Even as the retail inflation is hovering at an eight-year-high level of 7.79 per cent remaining above the Reserve Bank of India’s (RBI) target limit for the fourth consecutive month in April, the Monetary Policy Committee (MPC) is now expected to continue with its rate hikes going forward. In an off-cycle monetary policy review, the MPC recently hiked the key repo rate by 40 basis points (bps) to control inflation.
The Consumer Price Index (CPI)-based inflation, which the RBI takes as a reference point while deciding on the monetary policy, in April 2022 soared to an eight-year high of 7.79 per cent. It is as compared with 4.23 per cent in April 2021 and 6.97 per cent in March 2022.
Rural inflation in April stood at a 12-year high of 8.4 per cent, while inflation in urban areas was at an 18-month high of 7.1 per cent in April 2022. Core inflation, which excludes changes in food and oil prices, in April also touched a 95-month high at 6.97 per cent.
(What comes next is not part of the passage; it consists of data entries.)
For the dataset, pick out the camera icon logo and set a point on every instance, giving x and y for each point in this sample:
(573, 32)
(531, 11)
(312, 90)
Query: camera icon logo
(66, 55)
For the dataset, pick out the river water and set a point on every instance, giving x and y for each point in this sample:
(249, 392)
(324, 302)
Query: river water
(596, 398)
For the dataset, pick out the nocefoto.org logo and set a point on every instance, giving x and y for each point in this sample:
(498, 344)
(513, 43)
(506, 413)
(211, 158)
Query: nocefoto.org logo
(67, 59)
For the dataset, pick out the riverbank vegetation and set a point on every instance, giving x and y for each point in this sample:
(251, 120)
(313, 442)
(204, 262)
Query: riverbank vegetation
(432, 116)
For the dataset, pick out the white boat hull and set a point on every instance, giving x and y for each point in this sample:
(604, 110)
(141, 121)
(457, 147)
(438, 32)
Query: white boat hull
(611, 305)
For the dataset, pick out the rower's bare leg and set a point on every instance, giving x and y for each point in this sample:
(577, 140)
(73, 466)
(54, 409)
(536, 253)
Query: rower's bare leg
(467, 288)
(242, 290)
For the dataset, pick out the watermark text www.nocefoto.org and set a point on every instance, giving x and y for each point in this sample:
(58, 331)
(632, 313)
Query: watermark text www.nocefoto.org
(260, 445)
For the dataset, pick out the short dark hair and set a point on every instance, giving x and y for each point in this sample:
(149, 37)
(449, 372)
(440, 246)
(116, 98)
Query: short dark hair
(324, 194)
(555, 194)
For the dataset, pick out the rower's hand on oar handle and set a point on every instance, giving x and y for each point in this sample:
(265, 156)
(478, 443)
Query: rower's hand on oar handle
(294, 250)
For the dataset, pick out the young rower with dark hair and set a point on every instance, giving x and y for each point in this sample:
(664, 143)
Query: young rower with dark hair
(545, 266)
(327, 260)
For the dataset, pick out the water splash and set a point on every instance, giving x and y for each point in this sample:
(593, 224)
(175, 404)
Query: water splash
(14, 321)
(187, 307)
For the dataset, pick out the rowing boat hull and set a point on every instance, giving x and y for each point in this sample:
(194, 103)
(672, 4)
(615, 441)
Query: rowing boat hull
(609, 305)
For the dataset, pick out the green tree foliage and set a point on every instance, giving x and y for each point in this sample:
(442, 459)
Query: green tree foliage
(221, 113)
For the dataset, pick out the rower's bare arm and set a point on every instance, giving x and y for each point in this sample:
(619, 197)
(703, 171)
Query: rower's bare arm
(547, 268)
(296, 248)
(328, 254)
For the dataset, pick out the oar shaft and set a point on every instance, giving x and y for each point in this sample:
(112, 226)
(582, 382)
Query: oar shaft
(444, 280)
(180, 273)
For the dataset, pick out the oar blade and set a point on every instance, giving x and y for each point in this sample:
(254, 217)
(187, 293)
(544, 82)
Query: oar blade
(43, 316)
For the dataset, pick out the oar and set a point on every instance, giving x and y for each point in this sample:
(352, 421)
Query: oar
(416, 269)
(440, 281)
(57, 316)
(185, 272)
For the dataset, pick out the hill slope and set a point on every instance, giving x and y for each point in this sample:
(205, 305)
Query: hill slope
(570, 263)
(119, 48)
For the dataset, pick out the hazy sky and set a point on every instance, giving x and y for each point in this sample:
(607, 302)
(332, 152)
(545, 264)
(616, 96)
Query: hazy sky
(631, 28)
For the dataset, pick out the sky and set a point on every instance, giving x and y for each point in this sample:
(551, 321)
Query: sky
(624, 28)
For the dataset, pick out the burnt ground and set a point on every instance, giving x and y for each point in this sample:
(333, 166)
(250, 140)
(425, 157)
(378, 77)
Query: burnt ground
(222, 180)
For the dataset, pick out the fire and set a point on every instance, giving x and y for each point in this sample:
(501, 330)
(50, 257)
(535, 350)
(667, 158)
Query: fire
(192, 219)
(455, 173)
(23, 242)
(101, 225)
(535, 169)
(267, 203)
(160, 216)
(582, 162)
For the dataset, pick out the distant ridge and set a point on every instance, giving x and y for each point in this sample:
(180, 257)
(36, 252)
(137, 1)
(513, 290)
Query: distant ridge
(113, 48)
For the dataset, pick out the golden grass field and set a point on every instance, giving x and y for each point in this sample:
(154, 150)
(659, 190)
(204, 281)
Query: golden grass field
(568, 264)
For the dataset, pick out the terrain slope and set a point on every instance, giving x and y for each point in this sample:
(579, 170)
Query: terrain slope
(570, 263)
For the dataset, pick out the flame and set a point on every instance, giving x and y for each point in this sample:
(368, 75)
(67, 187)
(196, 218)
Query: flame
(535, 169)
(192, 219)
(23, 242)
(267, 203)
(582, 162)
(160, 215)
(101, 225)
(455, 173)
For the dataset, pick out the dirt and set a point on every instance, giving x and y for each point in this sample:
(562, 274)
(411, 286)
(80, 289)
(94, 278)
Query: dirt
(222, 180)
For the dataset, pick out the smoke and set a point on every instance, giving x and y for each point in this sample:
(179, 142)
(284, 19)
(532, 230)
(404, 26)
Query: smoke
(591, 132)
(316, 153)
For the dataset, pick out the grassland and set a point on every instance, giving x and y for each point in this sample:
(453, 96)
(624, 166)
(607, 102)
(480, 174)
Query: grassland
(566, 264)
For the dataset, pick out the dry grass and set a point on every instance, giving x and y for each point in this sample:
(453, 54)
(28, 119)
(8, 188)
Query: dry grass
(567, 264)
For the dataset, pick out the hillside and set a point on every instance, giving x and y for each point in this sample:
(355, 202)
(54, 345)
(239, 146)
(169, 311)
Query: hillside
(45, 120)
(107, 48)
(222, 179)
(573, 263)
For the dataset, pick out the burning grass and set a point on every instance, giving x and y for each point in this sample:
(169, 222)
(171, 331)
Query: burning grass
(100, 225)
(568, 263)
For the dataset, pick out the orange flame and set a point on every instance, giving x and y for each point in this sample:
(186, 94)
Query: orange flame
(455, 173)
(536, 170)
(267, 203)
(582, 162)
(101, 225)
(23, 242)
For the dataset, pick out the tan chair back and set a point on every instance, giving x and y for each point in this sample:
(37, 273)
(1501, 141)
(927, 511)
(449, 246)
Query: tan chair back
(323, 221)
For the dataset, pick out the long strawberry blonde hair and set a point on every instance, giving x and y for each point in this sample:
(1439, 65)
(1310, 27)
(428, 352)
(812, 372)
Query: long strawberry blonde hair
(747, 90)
The Reserve Bank of India is mandated to keep the retail inflation with the band of 2-6 per cent.
Rating agency Icra in its report said commodity price pressures emanating from supply disruptions amid global headwinds will keep the core inflation elevated in the coming months, although there has been some sequential moderation in prices of key commodities (steel, copper, aluminium, etc.) amid demand concerns from China. Overall, we see a higher base softening the May 2022 CPI inflation print, although it will remain above 6.5 per cent.
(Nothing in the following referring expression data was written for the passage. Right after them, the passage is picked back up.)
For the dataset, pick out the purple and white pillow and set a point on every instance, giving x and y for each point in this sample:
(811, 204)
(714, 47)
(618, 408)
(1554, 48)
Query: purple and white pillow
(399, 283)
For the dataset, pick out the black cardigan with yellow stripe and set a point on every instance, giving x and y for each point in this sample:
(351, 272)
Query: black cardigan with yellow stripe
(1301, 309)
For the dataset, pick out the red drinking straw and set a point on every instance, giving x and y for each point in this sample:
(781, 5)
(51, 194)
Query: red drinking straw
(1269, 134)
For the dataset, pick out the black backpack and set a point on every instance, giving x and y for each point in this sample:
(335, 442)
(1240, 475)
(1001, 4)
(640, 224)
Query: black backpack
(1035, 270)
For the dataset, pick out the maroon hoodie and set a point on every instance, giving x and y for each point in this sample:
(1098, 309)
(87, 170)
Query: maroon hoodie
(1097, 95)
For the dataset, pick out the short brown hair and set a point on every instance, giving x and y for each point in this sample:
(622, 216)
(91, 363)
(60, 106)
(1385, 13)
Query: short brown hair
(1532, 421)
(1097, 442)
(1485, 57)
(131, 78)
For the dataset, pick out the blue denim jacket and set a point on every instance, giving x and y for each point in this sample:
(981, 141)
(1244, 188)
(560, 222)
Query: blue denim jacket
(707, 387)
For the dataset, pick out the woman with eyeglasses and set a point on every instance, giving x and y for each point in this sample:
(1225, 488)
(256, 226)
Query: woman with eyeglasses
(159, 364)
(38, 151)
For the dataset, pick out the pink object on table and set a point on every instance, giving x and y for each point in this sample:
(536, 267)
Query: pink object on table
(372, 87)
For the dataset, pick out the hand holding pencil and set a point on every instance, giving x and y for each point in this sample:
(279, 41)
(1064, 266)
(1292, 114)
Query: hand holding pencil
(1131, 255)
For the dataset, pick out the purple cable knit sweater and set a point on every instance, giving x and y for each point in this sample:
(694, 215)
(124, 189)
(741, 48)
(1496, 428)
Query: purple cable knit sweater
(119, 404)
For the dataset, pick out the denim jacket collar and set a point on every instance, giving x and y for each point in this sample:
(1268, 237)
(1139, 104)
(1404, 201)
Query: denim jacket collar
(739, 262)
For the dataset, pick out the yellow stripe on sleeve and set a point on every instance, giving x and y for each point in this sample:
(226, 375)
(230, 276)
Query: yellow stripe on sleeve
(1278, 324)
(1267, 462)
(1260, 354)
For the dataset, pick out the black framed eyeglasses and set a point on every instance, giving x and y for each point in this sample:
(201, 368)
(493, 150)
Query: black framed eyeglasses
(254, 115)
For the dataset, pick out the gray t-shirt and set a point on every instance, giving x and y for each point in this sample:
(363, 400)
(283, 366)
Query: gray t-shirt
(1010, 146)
It added, “We now foresee a high likelihood that the MPC will raise the repo rate by 40 bps and 35 bps, respectively, over the next two policies (scheduled in June and August 2022) to 5.15 per cent, followed by a pause to assess the impact of growth.”
It added that as of now, it sees the terminal repo rate in the current rate hike cycle at 5.5 per cent by the middle of 2023. A basis point is equal to 100th of a percentage point.
Sunil Kumar Sinha, principal economist at India Ratings and Research, said the RBI has increased the repo rate by 40 bps and CRR by 50 bps in May 2022. “India Ratings expects monetary tightening to continue and expects repo rates to increase by 60-75 bps and CRR by 50 bps in FY23. However, Ind-Ra believes the future rate hikes will be data-dependent.”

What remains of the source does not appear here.